Notice that in particular, $C_{n,1}(x) = C_{n}(x)$. The previous identity and Proposition 1 can be generalized for $C_{n,m}(x)$ and the proofs are just slight alterations. The analogous identity is $\sum_{n \in \mathbb{N}}C_{n,m}(x)\frac{t^n}{n!} = \exp\left\{\frac{t^{m}}{m!}x+\sum_{n \ne m}\frac{t^n}{n}\right\}$.

The generalization of Proposition 1 for $C_{n,m}(x)$ is the following, and is left to you to try and prove (you may assume the above identity is true):

Proposition 2: The number of $m$-cycles appearing in elements of $S_{n}$, namely $M_{n}$, is given by $|S_{n}|/m$ whenever $1 \le m \le n$. In particular, $|S_{n}| = m \cdot M_{n}$.

Looking back at our example, it can be seen that if we choose any cycle of length $m$ in $S_{3}$ with $1 \le m \le 3$, the number of those cycles appearing in elements of $S_{3}$ is given by $|S_{3}|/m$. Now lets prove the existence of $\varphi_{m}$.

Proposition 3: Let $\varphi_{m}:S_{n} \rightarrow S_{n}$ be given by $\varphi(\sigma) = \sigma^{k}$, where $k \in \mathbb{N}$ and $m$ elements in $\{1,2,\ldots,n\}$ divide $k$. Then $E(n) = m$ after the map.

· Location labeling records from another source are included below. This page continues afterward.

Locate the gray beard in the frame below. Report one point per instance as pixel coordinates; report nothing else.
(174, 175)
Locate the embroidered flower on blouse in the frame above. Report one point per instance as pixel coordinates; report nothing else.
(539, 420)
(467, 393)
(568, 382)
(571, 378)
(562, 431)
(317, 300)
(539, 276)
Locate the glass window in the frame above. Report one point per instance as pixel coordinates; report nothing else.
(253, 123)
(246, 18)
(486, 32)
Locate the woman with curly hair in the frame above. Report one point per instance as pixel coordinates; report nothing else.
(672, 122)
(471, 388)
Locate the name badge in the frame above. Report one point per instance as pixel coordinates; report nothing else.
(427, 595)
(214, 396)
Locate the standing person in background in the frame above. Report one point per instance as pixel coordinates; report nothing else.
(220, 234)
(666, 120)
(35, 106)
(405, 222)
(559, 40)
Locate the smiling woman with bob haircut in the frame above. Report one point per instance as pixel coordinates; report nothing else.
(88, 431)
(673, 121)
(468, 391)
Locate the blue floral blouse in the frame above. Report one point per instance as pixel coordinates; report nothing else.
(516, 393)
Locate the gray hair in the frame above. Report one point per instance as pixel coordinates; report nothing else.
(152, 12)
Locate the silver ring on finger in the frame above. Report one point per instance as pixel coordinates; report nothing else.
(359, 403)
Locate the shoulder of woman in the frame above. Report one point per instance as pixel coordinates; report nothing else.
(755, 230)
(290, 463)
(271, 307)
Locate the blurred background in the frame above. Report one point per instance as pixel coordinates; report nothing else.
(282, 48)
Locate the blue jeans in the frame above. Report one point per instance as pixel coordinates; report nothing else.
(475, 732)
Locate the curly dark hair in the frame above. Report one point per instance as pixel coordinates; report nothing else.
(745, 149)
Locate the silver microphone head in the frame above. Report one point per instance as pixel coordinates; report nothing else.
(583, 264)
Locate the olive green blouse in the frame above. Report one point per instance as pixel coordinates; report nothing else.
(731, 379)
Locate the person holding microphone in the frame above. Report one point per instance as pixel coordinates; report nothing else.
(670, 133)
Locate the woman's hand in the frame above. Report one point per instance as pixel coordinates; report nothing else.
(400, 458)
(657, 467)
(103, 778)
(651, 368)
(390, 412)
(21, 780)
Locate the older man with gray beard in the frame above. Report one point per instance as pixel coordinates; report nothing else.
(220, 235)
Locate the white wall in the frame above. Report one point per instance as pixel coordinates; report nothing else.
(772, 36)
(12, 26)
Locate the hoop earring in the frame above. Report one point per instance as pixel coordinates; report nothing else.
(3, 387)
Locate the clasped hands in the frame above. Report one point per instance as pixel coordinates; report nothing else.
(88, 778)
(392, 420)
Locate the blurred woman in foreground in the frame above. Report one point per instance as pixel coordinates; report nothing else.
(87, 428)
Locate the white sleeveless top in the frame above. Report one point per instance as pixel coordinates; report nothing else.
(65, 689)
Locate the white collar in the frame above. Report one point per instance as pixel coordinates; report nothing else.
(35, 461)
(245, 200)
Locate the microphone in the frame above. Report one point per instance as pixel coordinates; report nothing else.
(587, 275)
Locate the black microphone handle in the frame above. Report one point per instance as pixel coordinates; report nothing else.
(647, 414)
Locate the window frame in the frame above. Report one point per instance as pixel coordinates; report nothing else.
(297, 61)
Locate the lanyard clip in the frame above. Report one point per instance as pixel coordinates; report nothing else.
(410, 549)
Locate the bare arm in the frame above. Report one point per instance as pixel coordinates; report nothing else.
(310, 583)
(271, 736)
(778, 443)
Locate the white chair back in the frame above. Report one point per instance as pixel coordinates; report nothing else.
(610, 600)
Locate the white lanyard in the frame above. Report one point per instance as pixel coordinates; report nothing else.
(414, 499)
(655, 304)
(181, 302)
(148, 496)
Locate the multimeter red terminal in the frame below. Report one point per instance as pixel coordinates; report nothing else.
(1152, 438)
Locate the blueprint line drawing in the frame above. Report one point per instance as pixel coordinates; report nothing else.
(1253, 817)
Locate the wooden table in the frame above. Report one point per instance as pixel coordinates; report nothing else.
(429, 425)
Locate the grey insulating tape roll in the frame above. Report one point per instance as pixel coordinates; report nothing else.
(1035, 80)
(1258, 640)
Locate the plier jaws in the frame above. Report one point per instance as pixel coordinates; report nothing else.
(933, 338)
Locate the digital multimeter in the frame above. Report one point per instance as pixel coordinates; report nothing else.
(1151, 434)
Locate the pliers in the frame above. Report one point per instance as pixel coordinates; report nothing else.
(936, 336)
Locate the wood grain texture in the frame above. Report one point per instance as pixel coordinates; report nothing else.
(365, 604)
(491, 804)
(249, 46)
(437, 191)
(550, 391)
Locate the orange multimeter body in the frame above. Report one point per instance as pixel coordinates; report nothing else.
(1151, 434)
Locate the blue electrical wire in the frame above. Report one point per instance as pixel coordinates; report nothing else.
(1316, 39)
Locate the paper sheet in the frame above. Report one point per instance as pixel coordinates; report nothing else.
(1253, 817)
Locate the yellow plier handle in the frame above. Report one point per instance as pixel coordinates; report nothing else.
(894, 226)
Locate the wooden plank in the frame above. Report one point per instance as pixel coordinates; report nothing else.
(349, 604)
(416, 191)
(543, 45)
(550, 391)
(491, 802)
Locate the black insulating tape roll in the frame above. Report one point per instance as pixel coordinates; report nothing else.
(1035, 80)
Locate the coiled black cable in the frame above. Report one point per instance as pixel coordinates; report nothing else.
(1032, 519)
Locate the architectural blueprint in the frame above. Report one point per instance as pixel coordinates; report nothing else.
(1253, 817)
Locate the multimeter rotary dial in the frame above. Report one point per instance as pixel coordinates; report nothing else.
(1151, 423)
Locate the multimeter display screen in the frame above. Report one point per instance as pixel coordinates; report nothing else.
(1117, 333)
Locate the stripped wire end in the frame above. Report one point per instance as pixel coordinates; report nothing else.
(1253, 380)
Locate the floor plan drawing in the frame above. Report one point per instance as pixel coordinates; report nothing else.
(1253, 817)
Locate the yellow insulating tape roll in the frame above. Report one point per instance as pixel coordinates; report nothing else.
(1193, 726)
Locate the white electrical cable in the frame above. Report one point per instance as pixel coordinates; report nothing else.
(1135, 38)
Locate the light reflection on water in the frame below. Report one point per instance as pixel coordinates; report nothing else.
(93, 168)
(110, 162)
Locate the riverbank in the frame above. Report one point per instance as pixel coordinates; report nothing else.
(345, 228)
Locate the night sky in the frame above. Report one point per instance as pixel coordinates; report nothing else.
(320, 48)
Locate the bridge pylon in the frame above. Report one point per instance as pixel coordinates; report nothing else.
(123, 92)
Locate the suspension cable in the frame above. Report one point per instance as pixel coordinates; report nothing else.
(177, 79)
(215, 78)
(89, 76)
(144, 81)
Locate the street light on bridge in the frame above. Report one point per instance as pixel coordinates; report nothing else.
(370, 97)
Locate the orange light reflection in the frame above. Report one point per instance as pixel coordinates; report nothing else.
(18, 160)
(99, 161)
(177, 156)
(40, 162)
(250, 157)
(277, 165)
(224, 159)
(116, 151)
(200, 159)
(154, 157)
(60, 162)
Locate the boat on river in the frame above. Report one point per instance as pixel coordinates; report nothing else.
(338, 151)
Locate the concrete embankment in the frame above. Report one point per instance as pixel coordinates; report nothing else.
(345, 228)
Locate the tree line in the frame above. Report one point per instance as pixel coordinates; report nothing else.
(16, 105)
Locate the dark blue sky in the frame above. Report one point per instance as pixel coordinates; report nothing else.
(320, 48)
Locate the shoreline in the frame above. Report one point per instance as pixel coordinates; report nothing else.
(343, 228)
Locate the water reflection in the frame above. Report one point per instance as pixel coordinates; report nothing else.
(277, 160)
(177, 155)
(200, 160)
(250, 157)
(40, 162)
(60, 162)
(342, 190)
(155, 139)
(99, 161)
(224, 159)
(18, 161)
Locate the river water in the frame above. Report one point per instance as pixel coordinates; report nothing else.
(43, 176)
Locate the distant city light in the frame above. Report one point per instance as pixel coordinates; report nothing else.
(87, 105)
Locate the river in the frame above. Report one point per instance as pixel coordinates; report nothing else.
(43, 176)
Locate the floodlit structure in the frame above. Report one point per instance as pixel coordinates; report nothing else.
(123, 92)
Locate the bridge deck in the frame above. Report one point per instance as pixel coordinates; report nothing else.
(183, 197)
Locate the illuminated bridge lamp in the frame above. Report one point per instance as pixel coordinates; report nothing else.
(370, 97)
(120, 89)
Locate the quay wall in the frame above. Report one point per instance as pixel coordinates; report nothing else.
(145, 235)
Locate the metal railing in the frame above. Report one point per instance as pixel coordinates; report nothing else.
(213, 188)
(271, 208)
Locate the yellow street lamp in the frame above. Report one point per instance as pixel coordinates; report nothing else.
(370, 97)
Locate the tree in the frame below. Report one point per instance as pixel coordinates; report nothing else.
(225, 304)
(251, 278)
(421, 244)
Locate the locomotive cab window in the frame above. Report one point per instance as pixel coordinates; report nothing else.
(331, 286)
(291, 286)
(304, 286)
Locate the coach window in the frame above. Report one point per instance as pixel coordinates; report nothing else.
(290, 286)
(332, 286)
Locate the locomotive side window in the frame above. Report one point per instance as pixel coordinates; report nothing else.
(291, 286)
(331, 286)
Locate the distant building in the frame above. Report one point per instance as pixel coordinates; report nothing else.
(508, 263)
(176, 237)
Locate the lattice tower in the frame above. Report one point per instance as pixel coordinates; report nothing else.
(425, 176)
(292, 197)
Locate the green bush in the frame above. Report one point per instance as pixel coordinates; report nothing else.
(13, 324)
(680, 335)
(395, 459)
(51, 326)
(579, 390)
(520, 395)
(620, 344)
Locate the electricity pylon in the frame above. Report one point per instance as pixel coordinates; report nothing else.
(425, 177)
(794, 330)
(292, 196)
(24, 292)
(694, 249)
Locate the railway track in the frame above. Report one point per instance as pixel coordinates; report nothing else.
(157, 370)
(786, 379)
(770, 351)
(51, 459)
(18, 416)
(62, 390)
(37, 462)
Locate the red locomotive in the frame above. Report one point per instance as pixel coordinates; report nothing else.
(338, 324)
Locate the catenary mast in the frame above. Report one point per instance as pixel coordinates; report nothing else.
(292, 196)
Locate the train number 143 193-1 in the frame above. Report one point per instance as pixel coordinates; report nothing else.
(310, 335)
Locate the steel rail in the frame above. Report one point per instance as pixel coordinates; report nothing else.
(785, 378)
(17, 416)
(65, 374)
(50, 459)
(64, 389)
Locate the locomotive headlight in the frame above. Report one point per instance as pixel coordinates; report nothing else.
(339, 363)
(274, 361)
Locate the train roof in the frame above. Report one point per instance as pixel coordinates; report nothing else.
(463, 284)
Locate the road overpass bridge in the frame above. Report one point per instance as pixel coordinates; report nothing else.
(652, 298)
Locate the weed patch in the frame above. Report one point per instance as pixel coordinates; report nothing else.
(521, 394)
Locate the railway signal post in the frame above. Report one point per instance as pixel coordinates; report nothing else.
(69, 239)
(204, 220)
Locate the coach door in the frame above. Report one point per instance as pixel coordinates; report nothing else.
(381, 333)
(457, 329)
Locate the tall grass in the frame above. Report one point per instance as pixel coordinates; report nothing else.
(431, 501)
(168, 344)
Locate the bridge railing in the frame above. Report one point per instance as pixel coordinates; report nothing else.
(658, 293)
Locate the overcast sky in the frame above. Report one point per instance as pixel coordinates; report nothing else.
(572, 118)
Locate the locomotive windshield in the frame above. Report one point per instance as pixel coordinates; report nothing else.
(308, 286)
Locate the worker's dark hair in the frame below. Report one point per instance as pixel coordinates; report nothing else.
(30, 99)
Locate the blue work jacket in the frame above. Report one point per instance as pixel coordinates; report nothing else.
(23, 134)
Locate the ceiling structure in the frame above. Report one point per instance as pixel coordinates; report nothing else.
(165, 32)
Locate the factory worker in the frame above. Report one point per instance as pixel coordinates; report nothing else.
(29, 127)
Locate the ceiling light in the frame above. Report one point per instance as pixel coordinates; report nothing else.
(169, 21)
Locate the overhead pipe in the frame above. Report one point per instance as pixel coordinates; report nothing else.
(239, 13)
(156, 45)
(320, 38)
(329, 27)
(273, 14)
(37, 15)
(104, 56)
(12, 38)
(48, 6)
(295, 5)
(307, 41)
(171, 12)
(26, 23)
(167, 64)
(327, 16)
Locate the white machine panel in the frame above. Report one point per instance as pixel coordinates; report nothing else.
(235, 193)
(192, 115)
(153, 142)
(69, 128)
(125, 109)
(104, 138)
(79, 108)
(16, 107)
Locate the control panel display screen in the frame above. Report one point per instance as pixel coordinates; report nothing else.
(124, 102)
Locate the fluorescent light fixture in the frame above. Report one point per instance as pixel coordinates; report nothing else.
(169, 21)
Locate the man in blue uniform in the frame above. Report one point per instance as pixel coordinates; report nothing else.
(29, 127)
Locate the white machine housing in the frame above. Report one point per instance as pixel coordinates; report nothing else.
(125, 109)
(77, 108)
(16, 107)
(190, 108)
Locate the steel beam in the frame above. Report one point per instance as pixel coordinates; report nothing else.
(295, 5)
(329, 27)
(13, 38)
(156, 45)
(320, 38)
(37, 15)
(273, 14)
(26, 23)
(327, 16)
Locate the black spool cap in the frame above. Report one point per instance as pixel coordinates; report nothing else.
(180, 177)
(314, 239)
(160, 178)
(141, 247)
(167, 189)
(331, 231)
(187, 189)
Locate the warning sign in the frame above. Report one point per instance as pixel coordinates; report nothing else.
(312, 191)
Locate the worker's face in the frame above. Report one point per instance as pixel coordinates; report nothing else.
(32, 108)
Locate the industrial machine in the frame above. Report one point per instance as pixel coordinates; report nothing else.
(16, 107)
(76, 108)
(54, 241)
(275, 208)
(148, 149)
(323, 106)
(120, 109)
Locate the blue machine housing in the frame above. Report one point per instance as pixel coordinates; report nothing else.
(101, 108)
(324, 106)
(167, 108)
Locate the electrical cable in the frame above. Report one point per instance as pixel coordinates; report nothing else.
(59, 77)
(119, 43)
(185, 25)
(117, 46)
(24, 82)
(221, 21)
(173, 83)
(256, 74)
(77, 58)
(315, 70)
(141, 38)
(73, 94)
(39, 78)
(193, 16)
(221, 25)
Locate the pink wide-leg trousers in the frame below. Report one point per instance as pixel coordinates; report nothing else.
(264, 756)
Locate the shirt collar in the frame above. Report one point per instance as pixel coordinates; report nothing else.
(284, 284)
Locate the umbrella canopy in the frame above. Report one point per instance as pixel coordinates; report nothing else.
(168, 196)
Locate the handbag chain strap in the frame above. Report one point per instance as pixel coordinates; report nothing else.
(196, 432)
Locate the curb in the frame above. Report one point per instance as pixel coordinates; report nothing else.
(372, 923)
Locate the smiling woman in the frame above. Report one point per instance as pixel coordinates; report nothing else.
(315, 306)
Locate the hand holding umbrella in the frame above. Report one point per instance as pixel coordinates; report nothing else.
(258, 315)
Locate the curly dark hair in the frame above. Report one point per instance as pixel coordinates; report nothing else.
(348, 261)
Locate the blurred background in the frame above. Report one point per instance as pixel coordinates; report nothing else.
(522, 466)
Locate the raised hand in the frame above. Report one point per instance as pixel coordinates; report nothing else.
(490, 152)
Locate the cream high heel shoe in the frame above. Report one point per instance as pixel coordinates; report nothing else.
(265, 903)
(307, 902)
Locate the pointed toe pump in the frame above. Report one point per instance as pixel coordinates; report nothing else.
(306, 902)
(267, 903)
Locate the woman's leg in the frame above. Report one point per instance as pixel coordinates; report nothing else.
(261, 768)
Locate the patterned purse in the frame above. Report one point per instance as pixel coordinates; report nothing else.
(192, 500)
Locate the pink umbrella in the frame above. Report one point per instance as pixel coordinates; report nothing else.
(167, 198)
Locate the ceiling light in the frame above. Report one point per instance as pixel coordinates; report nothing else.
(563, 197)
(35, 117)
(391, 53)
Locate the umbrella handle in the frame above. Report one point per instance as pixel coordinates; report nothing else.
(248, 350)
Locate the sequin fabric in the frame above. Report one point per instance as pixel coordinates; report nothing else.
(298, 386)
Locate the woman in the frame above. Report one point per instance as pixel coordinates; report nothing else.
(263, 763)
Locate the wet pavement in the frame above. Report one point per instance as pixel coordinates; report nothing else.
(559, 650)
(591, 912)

proof: Let $p_{1},p_{2},\ldots,p_{m} \in \{1,2,\ldots,n\}$ such that $p_{1},p_{2},\ldots,p_{m}$ divide $k$. Now consider the functions $C_{p_{i},n}(x) = \sum_{\sigma \in S_{n}}x^{c_{p_{i}}(\sigma)}$ for each $i \in \{1,2,\ldots,m\}$. By our second proposition, these functions tell us there are $|S_{n}|/p_{1}$ $p_{1}$-cycles, $|S_{n}|/p_{2}$ $p_{2}$-cycles, etc., appearing in elements of $S_{n}$. But these are all the cycles which return the identity after the map since $p_{1},p_{2},\ldots,p_{m}$ divide $k$. So the number of fixed points after the map is $\sum_{i = 1}^{m}\frac{|S_{n}|}{p_{i}}p_{i} = m|S_{n}|$. It follows that $E(n) = m$.

Examples for Proposition 3 are easy to cook up, like the previous ones, and quite fun to check. I’ll leave that for you to play around with if you feel like it. That concludes the presentation, thanks for reading!